People older than 35 do spend a majority of their viewing time, or 66 percent, with live TV.

Image 1

But even so, live TV has been losing ground across all demographics. The share of consumers who watch live TV at least once a week, according to the CTA study, has shrunk from 92 percent in 2014 to 80 percent in 2017.

That viewing time has been supplanted by an increase in TV watching through paid and free websites as well as network websites and apps.

Image 2

Source: recode.net; 9 Sep 2017

Streaming TV Viewers Complete 98% of All Video Ads, According to New Study

The OTT audience also tends to be younger and more affluent

The OTT television landscape is now a full-blown dominant force in the video viewing environment according to a new report from FreeWheel, part of Comcast’s advertising solutions teams.

The OTT viewer is young and affluent: according to FreeWheel’s findings, the median OTT viewer is 23 years younger than linear TV viewers, and OTT streaming households tend to make $10,000 more per year than traditional TV households.

OTT services provide benefits for consumers (a customizable viewing experience when they choose to stream), publishers (a premium platform that reaches non-traditional TV viewers) and marketers (a targetable audience of highly engaged viewers).

“New sources of premium inventory coupled with the ability to align delivery with changing consumption habits allows us to better connect with the consumer and ultimately drive more brand value for our client,” said Jon Anselmo, president at Omnicom Media Group.

“A focus on this area now ensures our clients are ready for a future that one could argue is already here,” he said.

FreeWheel found that OTT viewers, on average, complete 98 percent of video ads as compared to ad completion rates on other devices. Tablet users complete 91 percent of video ads, while smartphone users finish 86 percent.

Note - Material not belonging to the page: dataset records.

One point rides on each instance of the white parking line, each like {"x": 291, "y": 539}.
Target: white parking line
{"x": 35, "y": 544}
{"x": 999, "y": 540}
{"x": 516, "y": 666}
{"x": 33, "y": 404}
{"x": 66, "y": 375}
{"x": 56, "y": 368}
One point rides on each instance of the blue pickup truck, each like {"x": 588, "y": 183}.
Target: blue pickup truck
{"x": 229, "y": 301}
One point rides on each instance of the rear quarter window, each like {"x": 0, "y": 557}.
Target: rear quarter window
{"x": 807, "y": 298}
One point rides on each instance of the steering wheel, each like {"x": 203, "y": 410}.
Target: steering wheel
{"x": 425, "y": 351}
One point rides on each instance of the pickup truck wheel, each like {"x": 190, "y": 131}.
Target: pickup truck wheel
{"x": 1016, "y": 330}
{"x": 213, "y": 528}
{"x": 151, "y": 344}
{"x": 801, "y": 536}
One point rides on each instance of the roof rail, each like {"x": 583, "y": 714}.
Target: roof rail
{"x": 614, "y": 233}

And because OTT viewers spend more time watching programs, the odds are high that they’re seeing plenty of those ads. About 36 percent of OTT viewership is for visits of at least an hour; of that amount of time, 60 percent is spent streaming live content.

All of this adds up to higher brand metrics across the board. OTT viewers showed higher aided awareness of brands and brand favourability than desktop or mobile users, while mobile users still tend to show higher purchase intent.

“OTT and the increase in dynamic advertising opportunities in the living room represent a very valuable opportunity for our clients to use precision methodologies to reach viewers who have diversified their viewing habits to include OTT,” said Jonathan Bokor, svp and director of precision video at Publicis Media Exchange.

“We believe that the future of TV will marry the best of linear and digital and when OTT is transacting at scale with more standardized measurement, it will realize its full potential for brand marketers,” he said. “Today, despite the measurement challenges, it represents incremental reach and value for our clients, and we continue to seek out creative solutions to tap into these audiences.”

FreeWheel also found that OTT viewers tend to stream TV throughout the day; streaming peaks slightly in the morning as viewers watch morning news reports, but there is a clear peak on all OTT services for primetime programming.

FreeWheel Advisory Services selected a sample of its U.S. clients who represent 95 percent of OTT-driven impressions and combined those findings with data from Nielsen’s Digital Ad Ratings for desktop and mobile statistics to complete this report.